Andrea Marques pediu então à juiza de instrução que lhe permitisse obter uma cópia cega das caixas de correio eletrónico de Manuel Santos. Mas, por esta altura, já não bastariam apenas os e-mails daquele coordenador: queria mais — e incluía os elementos da Direção. Pedia uma cópia da caixa de correio de Almeida Rodrigues (à data diretor nacional), a da Direção da PJ (onde estava também o magistrado Pedro do Carmo, que só podia ser investigado pelo Tribunal da Relação), a da direção da UNCC, do secretariado da direção e do gabinete de imprensa — também pelo período de seis meses. No dia seguinte, a 4 de junho de 2019, a juíza autorizou a apreensão.
Buscas na PJ, I parte: os e-mails
A magistrada não perdeu tempo. Acompanhada de uma perita informática nomeada (que não integra a polícia), acompanhou todas as buscas. A certa altura, perguntou ao diretor Luís Neves se não teria um arquivo com faturas detalhadas emitidas em nome da PJ relativamente aos telefones de serviço dos funcionários. Neves prometeu procurar uma resposta, mas a sua insatisfação pelas buscas que estavam a decorrer era clara. E transmitiu-a à juíza de instrução dias depois.

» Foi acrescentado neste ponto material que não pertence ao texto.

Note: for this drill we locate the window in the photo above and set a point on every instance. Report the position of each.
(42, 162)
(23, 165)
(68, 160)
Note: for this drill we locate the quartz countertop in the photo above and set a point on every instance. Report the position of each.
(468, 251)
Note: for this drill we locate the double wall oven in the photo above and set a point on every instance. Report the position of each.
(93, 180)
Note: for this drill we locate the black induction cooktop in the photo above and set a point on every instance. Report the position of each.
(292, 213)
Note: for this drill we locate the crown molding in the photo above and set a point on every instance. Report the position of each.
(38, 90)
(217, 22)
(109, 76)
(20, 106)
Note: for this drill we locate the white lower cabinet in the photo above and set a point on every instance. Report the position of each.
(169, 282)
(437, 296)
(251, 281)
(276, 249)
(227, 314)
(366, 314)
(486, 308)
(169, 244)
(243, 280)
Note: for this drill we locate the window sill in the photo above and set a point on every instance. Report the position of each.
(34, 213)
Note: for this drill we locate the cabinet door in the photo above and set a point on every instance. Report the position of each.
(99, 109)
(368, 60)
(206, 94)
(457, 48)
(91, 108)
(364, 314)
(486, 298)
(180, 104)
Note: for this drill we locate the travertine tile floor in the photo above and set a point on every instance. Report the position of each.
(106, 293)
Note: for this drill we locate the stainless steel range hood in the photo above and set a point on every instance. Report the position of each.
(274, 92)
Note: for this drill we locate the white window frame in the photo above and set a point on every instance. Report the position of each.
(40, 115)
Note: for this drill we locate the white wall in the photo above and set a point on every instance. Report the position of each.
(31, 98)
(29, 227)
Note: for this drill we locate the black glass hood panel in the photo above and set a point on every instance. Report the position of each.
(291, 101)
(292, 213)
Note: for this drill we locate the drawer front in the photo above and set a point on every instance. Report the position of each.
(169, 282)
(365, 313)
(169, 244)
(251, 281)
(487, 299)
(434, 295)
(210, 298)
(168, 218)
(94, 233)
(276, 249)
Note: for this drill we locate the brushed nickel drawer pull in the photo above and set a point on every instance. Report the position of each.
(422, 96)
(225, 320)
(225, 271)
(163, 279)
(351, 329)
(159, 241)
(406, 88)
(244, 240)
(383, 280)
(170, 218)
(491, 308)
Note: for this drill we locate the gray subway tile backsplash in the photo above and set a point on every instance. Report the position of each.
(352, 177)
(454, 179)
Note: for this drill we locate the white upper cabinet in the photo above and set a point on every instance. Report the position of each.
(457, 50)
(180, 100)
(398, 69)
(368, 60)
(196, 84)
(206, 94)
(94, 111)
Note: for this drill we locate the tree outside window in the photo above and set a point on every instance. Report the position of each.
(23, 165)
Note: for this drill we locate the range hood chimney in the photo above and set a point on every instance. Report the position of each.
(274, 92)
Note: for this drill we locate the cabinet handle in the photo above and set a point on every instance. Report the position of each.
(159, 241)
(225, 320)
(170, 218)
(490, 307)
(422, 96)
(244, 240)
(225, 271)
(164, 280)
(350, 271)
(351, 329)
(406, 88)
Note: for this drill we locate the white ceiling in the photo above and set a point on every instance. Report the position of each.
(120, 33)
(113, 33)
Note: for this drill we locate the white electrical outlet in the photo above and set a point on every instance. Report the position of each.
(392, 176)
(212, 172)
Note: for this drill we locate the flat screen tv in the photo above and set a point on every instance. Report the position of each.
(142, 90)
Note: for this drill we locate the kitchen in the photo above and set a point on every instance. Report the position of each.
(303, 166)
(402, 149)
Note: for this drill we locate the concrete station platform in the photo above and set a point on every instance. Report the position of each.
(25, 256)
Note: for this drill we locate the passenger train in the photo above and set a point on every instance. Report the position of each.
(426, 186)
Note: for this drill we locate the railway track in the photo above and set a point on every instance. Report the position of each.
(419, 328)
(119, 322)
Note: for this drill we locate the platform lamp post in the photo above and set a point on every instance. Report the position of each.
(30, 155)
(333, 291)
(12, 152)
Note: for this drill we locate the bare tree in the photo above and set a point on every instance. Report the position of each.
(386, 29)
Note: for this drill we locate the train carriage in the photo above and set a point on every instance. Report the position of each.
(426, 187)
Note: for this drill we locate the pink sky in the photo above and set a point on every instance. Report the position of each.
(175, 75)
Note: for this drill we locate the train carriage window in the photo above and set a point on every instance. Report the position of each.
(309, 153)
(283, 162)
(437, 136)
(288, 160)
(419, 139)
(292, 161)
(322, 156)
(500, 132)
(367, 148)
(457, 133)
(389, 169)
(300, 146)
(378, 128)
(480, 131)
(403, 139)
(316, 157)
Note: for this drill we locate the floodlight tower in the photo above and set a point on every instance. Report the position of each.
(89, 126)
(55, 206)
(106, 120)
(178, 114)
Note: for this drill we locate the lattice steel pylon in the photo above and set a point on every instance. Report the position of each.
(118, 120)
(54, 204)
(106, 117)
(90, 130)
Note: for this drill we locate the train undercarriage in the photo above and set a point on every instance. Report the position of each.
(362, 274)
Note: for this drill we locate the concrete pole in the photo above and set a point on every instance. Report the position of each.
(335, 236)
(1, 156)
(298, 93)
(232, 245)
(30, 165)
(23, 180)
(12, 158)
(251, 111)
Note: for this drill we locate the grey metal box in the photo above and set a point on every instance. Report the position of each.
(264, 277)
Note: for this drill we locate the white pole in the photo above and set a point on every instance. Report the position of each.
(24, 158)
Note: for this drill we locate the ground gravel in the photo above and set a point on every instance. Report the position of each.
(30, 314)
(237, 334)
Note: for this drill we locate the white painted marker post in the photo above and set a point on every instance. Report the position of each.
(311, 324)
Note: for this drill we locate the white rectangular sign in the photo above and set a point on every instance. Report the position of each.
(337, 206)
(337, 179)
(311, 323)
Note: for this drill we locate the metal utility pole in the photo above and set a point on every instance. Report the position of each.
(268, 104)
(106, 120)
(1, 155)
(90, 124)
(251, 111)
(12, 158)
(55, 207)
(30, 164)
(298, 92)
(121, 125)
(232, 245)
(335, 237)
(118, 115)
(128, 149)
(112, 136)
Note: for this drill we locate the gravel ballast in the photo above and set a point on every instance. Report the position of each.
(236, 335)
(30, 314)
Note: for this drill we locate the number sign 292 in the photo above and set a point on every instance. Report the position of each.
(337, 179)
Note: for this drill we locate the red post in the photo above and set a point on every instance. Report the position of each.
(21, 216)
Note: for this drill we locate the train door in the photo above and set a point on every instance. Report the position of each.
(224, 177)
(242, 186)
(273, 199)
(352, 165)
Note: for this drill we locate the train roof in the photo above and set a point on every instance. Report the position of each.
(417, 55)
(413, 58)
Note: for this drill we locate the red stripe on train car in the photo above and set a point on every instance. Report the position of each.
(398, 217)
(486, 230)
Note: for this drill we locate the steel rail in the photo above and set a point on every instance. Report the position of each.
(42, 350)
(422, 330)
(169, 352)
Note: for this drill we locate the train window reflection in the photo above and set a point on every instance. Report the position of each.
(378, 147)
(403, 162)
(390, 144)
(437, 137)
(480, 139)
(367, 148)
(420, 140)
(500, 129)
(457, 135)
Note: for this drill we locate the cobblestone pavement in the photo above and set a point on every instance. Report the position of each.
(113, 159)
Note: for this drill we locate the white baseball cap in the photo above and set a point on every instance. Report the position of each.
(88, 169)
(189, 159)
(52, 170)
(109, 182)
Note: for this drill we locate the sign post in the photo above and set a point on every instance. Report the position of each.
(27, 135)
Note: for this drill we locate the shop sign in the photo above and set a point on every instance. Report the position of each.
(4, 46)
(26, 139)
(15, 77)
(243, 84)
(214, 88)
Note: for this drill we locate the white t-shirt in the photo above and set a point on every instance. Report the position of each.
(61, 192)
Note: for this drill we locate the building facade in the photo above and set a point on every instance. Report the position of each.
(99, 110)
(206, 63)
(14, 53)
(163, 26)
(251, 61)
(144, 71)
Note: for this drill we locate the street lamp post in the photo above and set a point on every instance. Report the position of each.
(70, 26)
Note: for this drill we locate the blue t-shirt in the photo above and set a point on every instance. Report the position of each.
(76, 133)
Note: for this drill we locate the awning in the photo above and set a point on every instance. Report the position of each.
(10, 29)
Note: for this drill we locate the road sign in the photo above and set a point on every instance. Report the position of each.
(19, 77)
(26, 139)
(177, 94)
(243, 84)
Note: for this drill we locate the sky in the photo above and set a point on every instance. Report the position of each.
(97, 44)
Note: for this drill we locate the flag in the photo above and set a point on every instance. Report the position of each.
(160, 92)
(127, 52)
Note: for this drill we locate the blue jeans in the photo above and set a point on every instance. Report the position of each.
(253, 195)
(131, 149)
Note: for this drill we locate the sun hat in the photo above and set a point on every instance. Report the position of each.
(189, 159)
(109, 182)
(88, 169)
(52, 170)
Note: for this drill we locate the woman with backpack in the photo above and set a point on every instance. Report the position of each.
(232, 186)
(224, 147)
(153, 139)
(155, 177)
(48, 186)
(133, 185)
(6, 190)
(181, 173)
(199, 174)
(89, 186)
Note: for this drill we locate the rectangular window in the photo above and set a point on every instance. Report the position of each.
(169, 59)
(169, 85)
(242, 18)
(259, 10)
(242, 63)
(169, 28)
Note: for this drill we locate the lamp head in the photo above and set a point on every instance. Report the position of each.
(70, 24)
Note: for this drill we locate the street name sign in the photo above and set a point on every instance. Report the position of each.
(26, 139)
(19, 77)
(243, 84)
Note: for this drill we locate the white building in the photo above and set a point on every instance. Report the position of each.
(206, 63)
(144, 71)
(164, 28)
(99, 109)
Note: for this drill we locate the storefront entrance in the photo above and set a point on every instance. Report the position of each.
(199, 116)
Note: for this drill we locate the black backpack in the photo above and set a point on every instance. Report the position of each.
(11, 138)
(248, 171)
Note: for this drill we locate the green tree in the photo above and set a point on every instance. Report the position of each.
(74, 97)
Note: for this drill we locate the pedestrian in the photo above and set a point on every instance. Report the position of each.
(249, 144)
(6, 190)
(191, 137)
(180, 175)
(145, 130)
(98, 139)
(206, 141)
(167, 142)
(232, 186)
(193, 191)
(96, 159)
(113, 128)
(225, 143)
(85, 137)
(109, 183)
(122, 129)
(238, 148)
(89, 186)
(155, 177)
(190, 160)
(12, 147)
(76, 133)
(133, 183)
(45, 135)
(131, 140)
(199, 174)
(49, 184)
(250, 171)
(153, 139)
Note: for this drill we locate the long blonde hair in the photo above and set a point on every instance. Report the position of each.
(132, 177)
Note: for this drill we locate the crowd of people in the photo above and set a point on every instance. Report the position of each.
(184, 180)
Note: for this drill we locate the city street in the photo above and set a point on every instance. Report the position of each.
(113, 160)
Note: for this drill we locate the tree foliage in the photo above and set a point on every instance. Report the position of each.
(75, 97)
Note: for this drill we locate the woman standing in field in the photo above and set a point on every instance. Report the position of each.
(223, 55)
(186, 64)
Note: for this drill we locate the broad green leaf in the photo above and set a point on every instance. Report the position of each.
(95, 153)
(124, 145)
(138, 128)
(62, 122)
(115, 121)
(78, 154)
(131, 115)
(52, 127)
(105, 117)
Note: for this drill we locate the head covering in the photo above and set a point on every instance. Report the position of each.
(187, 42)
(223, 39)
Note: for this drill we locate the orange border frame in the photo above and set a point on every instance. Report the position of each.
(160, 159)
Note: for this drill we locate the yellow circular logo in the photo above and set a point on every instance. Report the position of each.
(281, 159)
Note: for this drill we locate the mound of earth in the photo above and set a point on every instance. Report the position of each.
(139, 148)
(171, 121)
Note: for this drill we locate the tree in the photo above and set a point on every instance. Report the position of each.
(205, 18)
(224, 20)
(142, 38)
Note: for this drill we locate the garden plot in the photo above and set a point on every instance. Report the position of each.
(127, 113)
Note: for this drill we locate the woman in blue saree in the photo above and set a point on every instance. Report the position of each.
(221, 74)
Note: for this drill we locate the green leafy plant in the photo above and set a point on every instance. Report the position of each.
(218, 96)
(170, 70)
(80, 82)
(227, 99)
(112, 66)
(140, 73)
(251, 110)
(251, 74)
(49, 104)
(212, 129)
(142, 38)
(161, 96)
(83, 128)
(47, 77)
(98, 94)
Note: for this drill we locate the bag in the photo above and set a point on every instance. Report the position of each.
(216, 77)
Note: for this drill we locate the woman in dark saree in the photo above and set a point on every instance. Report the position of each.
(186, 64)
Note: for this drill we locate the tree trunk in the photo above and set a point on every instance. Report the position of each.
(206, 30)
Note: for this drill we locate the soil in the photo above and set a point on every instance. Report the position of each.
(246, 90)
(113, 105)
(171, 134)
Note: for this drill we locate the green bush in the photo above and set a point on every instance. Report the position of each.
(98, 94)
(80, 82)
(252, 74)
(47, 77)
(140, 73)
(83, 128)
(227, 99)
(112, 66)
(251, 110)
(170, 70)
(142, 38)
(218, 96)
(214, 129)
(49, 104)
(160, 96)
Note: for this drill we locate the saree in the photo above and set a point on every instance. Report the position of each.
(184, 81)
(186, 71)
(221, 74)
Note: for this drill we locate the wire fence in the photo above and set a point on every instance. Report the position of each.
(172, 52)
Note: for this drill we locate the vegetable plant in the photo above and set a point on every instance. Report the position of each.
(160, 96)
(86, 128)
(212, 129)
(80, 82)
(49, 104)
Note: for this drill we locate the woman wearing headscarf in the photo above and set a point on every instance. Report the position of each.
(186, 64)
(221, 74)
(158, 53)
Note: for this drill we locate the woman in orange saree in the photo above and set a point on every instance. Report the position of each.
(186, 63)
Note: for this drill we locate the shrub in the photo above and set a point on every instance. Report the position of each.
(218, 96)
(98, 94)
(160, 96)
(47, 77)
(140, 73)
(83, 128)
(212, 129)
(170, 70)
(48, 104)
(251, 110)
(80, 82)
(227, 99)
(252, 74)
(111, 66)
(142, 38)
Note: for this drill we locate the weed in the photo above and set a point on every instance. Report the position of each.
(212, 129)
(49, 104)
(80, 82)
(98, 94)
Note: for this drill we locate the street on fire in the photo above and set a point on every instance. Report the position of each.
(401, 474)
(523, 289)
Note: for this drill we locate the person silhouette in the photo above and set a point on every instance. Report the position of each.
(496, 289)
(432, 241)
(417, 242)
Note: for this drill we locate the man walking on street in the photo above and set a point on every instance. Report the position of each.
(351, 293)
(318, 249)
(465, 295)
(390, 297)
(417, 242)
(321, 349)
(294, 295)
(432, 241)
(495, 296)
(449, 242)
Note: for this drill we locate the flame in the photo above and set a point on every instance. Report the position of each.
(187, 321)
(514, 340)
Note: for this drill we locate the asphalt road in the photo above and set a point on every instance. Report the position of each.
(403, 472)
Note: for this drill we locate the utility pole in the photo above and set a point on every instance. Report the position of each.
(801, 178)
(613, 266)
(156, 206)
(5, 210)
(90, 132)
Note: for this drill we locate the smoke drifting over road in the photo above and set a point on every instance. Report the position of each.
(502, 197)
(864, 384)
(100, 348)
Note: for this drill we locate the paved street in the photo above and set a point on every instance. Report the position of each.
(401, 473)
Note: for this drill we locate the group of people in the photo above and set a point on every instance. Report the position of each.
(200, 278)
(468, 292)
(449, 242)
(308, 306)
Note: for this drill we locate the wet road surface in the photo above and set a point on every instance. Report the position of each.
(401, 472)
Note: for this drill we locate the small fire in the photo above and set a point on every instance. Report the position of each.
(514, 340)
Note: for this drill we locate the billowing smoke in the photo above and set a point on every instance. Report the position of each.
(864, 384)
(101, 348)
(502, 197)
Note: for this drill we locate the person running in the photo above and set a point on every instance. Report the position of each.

Nessa carta, Luís Neves alertava para o facto de o Ministério Público não ter feito cópia cega entre as datas autorizadas, mas uma cópia forense que incluiu a totalidade dos ficheiros existentes em cada caixa de correio visada, através da cópia integral das respetivas extensões com a designação “pst.”. O que significou uma manancial de informação de anos, muita dela em segredo de Estado, segredo da NATO ou mesmo correspondência confidencial, nas mãos de uma procuradora que investigava um caso de violação do segredo de justiça. Luís Neves disse mesmo considerar esta apreensão desproporcional, sublinhando que até o período considerado era excessivo. É que, do seu ponto de vista, o crime em causa (a violação do segredo de justiça na divulgação da detenção de Paulo Gonçalves) só podia ser consumado até as 8h51 do dia 6, altura em que a operação foi divulgada. Pedia, por isso, que tudo o que não fosse necessário no processo fosse destruído.
O seu apelo não teve grande eco. A procuradora Andrea Marques manteve que era necessário apreender tudo, para não deixar escapar a informação que lhe podia indicar quem seria o autor da alegada fuga de informação.
A 5 de julho de 2019, porém, Luís Neves voltaria a comunicar por escrito com a procuradora, informando-a de que, de facto, tinha a faturação detalhada dos telemóveis dos seus inspetores, mas não iria fornecê-la. Na verdade considerava estar preso entre dois deveres: o da reserva da vida privada dos seus funcionários, do seu ponto de vista inviolável num crime destes, e o dever de cooperação com a investigação. Por isso, considerava que só com uma autorização de um juiz podia dar tal informação ao processo.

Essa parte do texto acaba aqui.